Pasta night just got so easy, it’s mind-boggling. Everything in this recipe (and we really mean everything) is made in a single pan. And since the orzo is cooked risotto-style, with just the minimum amount of water it needs to get al dente, you don’t even have to drain it. The only thing that’s not minimal is the flavor: with chicken sausage, warmed tomatoes, and Parmesan and mozzarella cheeses, it’s about as big and bold as you can get.
Produced in a facility that processes eggs, milk, fish, peanuts, sesame, shellfish, soy, tree nuts, and wheat.
2 clove
Garlic
5 ounce
Spinach
1 unit
Lemon
8 ounce
Grape Tomatoes
12 ounce
Italian Chicken Sausage
¼ ounce
Parsley
1.33 cup
Orzo Pasta
(Contains Wheat)
1 tablespoon
Italian Seasoning
2 unit
Chicken Stock Concentrate
½ cup
Mozzarella Cheese
(Contains Milk)
½ cup
Panko Breadcrumbs
(Contains Wheat)
½ can
Parmesan Cheese
(Contains Milk)
2 teaspoon
Olive Oil
Salt
Pepper
Wash and dry all produce. Preheat broiler to high. Mince garlic. Finely chop spinach until you have 2 cups of very packed spinach. Cut lemon in half; cut one half into wedges. Cut tomatoes in half. Remove sausage from casings of 4 links (use the others as you like). Pick parsley leaves from stems and finely chop; discard stems.

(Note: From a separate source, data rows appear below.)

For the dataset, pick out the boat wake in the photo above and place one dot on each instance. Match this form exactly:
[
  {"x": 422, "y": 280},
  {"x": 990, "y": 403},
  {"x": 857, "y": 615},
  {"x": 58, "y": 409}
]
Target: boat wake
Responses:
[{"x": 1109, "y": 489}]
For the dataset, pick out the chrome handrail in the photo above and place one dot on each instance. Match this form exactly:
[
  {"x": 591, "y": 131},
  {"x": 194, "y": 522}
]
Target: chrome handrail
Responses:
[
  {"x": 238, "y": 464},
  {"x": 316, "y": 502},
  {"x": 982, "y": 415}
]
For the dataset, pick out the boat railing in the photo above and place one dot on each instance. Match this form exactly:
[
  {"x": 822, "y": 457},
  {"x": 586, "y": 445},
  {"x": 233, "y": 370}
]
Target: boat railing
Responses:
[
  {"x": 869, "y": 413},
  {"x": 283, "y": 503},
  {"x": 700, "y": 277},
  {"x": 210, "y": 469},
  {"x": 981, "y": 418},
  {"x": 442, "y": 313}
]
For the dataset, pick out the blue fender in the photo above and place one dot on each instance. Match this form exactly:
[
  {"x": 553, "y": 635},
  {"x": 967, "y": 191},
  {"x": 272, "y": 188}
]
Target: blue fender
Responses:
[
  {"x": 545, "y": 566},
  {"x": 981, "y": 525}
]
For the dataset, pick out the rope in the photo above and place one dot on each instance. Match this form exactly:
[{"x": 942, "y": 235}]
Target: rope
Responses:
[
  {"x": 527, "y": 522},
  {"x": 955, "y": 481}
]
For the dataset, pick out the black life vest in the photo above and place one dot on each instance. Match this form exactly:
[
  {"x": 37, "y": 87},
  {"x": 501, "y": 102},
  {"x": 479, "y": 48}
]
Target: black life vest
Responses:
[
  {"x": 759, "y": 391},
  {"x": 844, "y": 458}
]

Heat a large drizzle of olive oil in a large, tall-sided pan over medium-high heat (use an ovenproof pan if you have one). Add sausage, breaking up meat into pieces. Cook until just browned, about 3 minutes.
Add tomatoes and garlic to pan with sausage. Cook, stirring occasionally, until tomatoes start to wilt, 2-3 minutes. Add 1⅓ cup orzo (we sent more) and Italian seasoning. Cook, stirring, until orzo is coated in juices, 1 minute. Season with salt and pepper.
Add 4 cups water, stock concentrates, and a pinch of salt to same pan. Bring to a boil, then lower heat to medium. Let simmer, stirring occasionally, until orzo is almost al dente, 7-9 minutes. Stir in spinach and cook until wilted, about 3 minutes more. TIP: If mixture seems dry, add water ¼ cup at a time until loosened.
Stir mozzarella and a squeeze of lemon into pan. Season with salt, pepper, and more lemon (to taste). (TIP: If your pan is not ovenproof, transfer mixture to a baking dish at this point.) Sprinkle panko and Parmesan over top of orzotto. Broil until panko is golden brown, 1-3 minutes.
Divide orzotto between plates. Sprinkle parsley over top. Serve with lemon wedges on the side for squeezing over.